Mnana is the name of the African or Eastern Golden Weaver, Ploceus subaureus. The subspecies aureoflavus is a highly gregarious and common bird on the island that typically builds a tightly-woven oval or spherical nest with grass or reed strips. Breeding can occur at any time of the year, and disused dry nests are presumably readily available. I’m unaware of any other record of their use for fumigation, or indeed similar practices being reported elsewhere, but stand to be corrected. This is just one example of a phrase in the book that has intrigued and left me wanting to know more.
I confess that I haven’t tried to use Chowea to learn Kikae, not yet anyway. But I’m certainly hooked on its lexical delights. It’s wonderful to see this kind of work being published locally. The only downside is that books like this are difficult to obtain outside of Tanzania, and in this case, Zanzibar. It is, however, worth making the effort, not least because publishers in the country are struggling to stay afloat in the face of recent regulatory impositions. Along with enterprising authors and self-publishers like Rukia Issa, they need as much help and encouragement as they can get.
Martin Walsh
Martin Walsh is the Book Reviews Editor of Tanzanian Affairs and has drawn part of this review from his East African Notes and Records blog.
Also noticed in Zanzibar:
THE WORLD OF KISWAHILI LANGUAGE: ULIMWENGU WA LUGHA YA KISWAHILI. Amir Ali Mohammed. Medu Press, Zanzibar, 2019. ii + 57 pp. (paperback). (No ISBN number or price given.)

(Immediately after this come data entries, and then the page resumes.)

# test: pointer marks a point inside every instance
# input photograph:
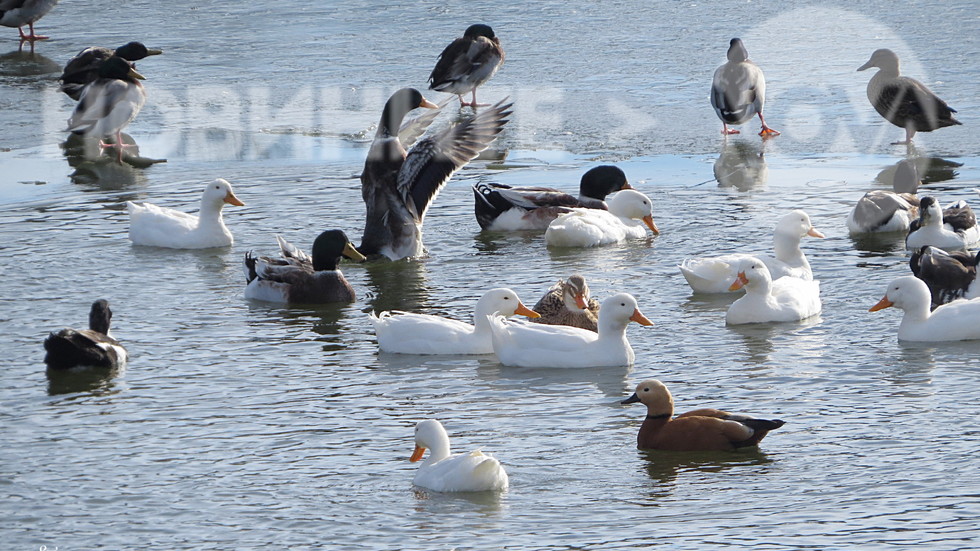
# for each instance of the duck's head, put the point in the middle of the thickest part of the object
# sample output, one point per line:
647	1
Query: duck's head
329	246
883	58
503	302
135	51
632	204
736	51
906	292
118	68
603	180
655	396
575	293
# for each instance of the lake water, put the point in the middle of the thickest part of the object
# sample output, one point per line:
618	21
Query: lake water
241	425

This is the latest booklet from a prolific local author whose Zanzibar Ghost Stories (first published 2000; 2nd edition 2006) is perhaps his best-known work. It’s a short introduction to Swahili, written partly in the form of a phrase book for tourists, but also including an entertaining section of Swahili proverbs and their rather free English translations. I found this on sale in Gizenga Street where the genial Amir Mohammed can usually be found sitting in the same spot in the late afternoons.

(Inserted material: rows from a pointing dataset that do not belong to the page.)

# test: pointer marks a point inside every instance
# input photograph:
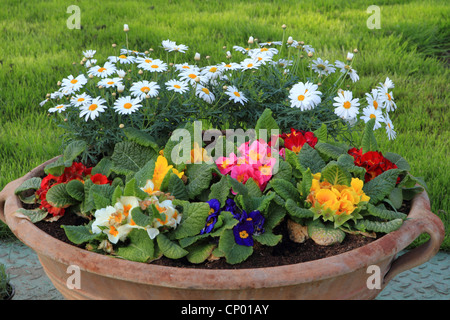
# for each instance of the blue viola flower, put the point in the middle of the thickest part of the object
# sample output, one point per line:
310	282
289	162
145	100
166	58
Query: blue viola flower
214	212
249	224
231	206
243	232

JOZANI NATURAL FOREST: ZANZIBAR TREASURES IN WILD.
Yusuf H. Kombo. Zanzibar, 2017 (revised edition). vii + 28 pp. (paperback).

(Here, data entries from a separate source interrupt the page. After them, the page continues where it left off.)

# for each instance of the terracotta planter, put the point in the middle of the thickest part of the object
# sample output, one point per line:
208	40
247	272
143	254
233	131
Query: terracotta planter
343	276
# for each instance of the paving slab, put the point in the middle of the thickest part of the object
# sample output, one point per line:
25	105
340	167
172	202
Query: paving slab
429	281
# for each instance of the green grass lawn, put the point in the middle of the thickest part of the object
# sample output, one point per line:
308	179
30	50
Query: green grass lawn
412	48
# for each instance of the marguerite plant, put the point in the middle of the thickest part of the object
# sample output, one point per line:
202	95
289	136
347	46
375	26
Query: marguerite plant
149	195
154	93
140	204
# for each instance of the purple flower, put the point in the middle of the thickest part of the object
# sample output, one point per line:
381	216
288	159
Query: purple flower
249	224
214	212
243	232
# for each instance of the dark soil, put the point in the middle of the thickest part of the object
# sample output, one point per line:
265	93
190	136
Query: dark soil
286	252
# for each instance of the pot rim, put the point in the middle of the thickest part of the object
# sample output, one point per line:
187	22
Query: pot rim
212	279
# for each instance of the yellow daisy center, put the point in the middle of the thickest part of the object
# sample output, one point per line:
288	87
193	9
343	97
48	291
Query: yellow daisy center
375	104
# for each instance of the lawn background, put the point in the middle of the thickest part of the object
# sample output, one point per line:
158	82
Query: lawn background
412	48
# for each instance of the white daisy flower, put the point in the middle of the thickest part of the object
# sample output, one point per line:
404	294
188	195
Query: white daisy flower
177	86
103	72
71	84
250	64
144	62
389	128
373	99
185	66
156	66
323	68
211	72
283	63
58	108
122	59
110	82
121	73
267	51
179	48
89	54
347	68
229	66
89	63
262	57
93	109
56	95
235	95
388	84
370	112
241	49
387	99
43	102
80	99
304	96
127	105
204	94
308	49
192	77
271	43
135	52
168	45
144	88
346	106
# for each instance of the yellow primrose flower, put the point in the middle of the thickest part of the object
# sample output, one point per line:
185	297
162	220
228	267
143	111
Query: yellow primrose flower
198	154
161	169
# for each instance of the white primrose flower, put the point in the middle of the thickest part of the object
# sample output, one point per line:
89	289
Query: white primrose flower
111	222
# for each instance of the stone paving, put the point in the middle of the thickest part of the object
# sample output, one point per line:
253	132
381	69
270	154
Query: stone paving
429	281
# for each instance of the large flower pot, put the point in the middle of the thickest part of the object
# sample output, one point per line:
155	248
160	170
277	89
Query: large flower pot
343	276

ISBN 978-9976-89-827-9. (No price given.)
KUNGA ZA MANYAKANGA. Yusuf H. Kombo. Zanzibar, 2018. vii + 28 pp.
(paperback). ISBN 978-9976-89-827-9. (No price given.)
Yusuf Kombo, a Bangor-trained forester and Zanzibari herbalist, is another prolific author and publisher of his own booklets. I found both of these on sale at the reception desk of Jozani-Chwaka Bay National Park. The first, which was originally published in 2014, describes 46 plant species and their local medicinal uses, some of which come with warnings to the effect that they must only be prescribed by experienced practitioners. The second booklet is a novel about traditional girls’ initiation, the “teaching of the instructors” referred to in its title. More information about these and other publications by Yusuf Kombo can be found on the many blog sites that he has begun.